Thirty-five years ago you would’ve found Mickey in his shop, New Sun, covered in fiberglass, slinging boards to all the frothing groms on the beach. If you surfed, you wanted one of his boards; they were and still are a treasure.
As a means to promote his surfboard shapes, Mickey began taking photos. From that point his future unfolded in a new path. Photography became his vehicle, one that would help him share his great love of surfing and of the East Coast with the local and global community.

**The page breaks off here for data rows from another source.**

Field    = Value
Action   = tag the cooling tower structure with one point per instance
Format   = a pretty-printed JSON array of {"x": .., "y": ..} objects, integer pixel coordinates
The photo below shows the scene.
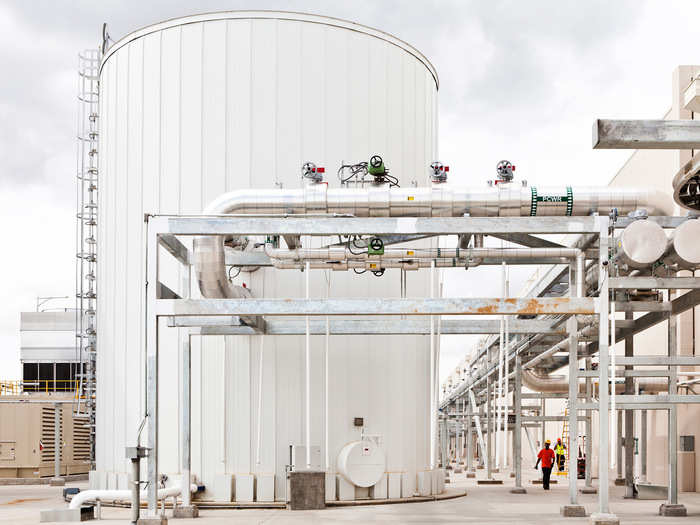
[{"x": 195, "y": 107}]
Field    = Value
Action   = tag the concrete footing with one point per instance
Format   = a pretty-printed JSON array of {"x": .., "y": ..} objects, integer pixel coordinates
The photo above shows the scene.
[
  {"x": 185, "y": 511},
  {"x": 673, "y": 510},
  {"x": 598, "y": 518},
  {"x": 67, "y": 515},
  {"x": 573, "y": 511},
  {"x": 307, "y": 489}
]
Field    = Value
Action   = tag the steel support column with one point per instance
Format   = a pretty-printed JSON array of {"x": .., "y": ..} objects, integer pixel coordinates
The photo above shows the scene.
[{"x": 603, "y": 378}]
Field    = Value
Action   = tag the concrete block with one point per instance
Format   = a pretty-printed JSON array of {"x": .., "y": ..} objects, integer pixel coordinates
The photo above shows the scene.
[
  {"x": 424, "y": 482},
  {"x": 330, "y": 486},
  {"x": 307, "y": 489},
  {"x": 345, "y": 489},
  {"x": 84, "y": 513},
  {"x": 673, "y": 510},
  {"x": 408, "y": 485},
  {"x": 379, "y": 490},
  {"x": 573, "y": 511},
  {"x": 598, "y": 518},
  {"x": 394, "y": 485},
  {"x": 223, "y": 487},
  {"x": 185, "y": 511},
  {"x": 245, "y": 488},
  {"x": 265, "y": 487}
]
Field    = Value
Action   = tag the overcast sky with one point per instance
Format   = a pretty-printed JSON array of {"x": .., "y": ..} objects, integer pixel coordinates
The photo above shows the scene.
[{"x": 519, "y": 79}]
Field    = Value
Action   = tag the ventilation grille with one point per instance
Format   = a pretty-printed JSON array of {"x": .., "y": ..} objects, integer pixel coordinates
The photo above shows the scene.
[{"x": 47, "y": 434}]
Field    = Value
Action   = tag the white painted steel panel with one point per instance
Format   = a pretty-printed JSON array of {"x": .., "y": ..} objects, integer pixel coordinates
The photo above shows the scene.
[{"x": 194, "y": 107}]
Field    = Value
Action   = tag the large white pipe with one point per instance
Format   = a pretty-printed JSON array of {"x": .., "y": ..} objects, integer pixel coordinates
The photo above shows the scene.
[
  {"x": 113, "y": 495},
  {"x": 502, "y": 200},
  {"x": 307, "y": 362}
]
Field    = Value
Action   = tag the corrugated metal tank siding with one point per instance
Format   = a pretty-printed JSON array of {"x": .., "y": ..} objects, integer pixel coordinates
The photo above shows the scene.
[{"x": 195, "y": 110}]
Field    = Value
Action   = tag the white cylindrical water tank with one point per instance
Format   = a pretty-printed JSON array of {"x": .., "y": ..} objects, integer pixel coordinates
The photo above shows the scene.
[{"x": 197, "y": 106}]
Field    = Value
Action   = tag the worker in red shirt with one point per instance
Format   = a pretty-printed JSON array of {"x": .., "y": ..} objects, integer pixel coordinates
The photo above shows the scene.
[{"x": 546, "y": 455}]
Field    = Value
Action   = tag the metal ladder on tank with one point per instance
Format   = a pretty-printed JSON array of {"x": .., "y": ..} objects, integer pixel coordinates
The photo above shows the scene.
[{"x": 86, "y": 239}]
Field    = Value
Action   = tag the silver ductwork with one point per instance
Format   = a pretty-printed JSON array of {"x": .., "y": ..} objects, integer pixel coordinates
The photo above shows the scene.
[
  {"x": 500, "y": 200},
  {"x": 684, "y": 246}
]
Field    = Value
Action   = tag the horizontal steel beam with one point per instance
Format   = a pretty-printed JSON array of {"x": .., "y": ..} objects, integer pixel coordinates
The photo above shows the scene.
[
  {"x": 544, "y": 418},
  {"x": 327, "y": 225},
  {"x": 377, "y": 306},
  {"x": 682, "y": 283},
  {"x": 661, "y": 360},
  {"x": 227, "y": 325},
  {"x": 646, "y": 134}
]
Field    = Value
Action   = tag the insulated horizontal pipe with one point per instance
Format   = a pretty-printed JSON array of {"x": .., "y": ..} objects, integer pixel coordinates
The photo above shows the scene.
[
  {"x": 112, "y": 495},
  {"x": 502, "y": 200}
]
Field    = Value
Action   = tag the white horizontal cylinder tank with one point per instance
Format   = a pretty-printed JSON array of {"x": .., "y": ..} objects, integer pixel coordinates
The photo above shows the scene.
[
  {"x": 362, "y": 463},
  {"x": 197, "y": 106}
]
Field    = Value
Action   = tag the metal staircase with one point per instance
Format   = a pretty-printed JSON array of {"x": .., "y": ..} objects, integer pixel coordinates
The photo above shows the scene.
[{"x": 86, "y": 237}]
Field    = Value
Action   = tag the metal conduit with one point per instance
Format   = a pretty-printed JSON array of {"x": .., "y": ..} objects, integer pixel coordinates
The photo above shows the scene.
[{"x": 502, "y": 200}]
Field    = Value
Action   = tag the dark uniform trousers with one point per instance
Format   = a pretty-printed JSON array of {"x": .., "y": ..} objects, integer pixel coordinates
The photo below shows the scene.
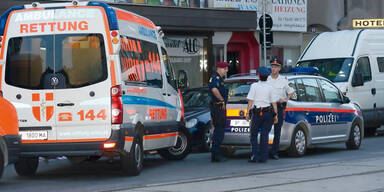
[
  {"x": 277, "y": 128},
  {"x": 260, "y": 122},
  {"x": 218, "y": 120}
]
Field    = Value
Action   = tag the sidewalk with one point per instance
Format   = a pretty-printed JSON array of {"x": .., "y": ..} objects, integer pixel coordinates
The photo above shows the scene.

Mickey got a big break with Eastern Surf Magazine, where some of his shots were first published. Those early days were different; when the surf came up you wouldn’t find lenses perched atop every boardwalk and pier within a mile radius. Mickey was usually the only photographer and he was always there, and it’s because of his patience, talent and perseverance that he became of the most recognized names in East Coast surf photography.
Unfortunately, Mickey, often called 2M, passed away on December 23, 2016. But he left a legacy that’s being lived out by a slew of up-and-coming surf photographers.
“Oh man, where do you start?” says Anthony Leone, a local surf photographer, who adds that the first time he surfed it was on one of Mickey’s New Sun boards. “I remember when I first got into shooting surf, 2M was the total inspiration. I spent a lot of time on the beach and piers shooting with him.”
Mickey’s style of photography is unforgettable. His pier angle always captured that perfect moment in time just as a wave was cresting or as a surfer was emerging from a barrel. His shots were a bird’s eye view of our best and worst moments.
“He basically owned the pier angle,” Leone says, “and as long as I’ve tried to shoot those, I still compare all my pier shots to his. It’s basically the benchmark for shooting on the Outer Banks.”
“In fact,” Leone says, “same goes for his slow shutter speed pan shots. He was the first person I saw doing these on the island, and just like the pier shots, any time I shot them his were the comparison.”
The world of surfing can be quite competitive, especially when it comes to photography. But Mickey always greeted everyone, including his fellow photographers, with a smile.
“Lots of photographers get bummed when other shooters show up,” Leone says. “Mickey was always stoked and down to help others out. The fact that I can shoot clear water shots is because of the advice he gave me.”
It seems that when good things were happening, Mickey was there, with his camera and that infectious smile. From parties and benefits to full moons and enchanting waters glowing with bioluminescence, he was able to capture it all so that we will never forget those moments.
“He was and still is, who I want to be,” Leone says. “I don’t think there is a better archetype of a human being to look up to. If I can reach half of what he did I would call it a success.”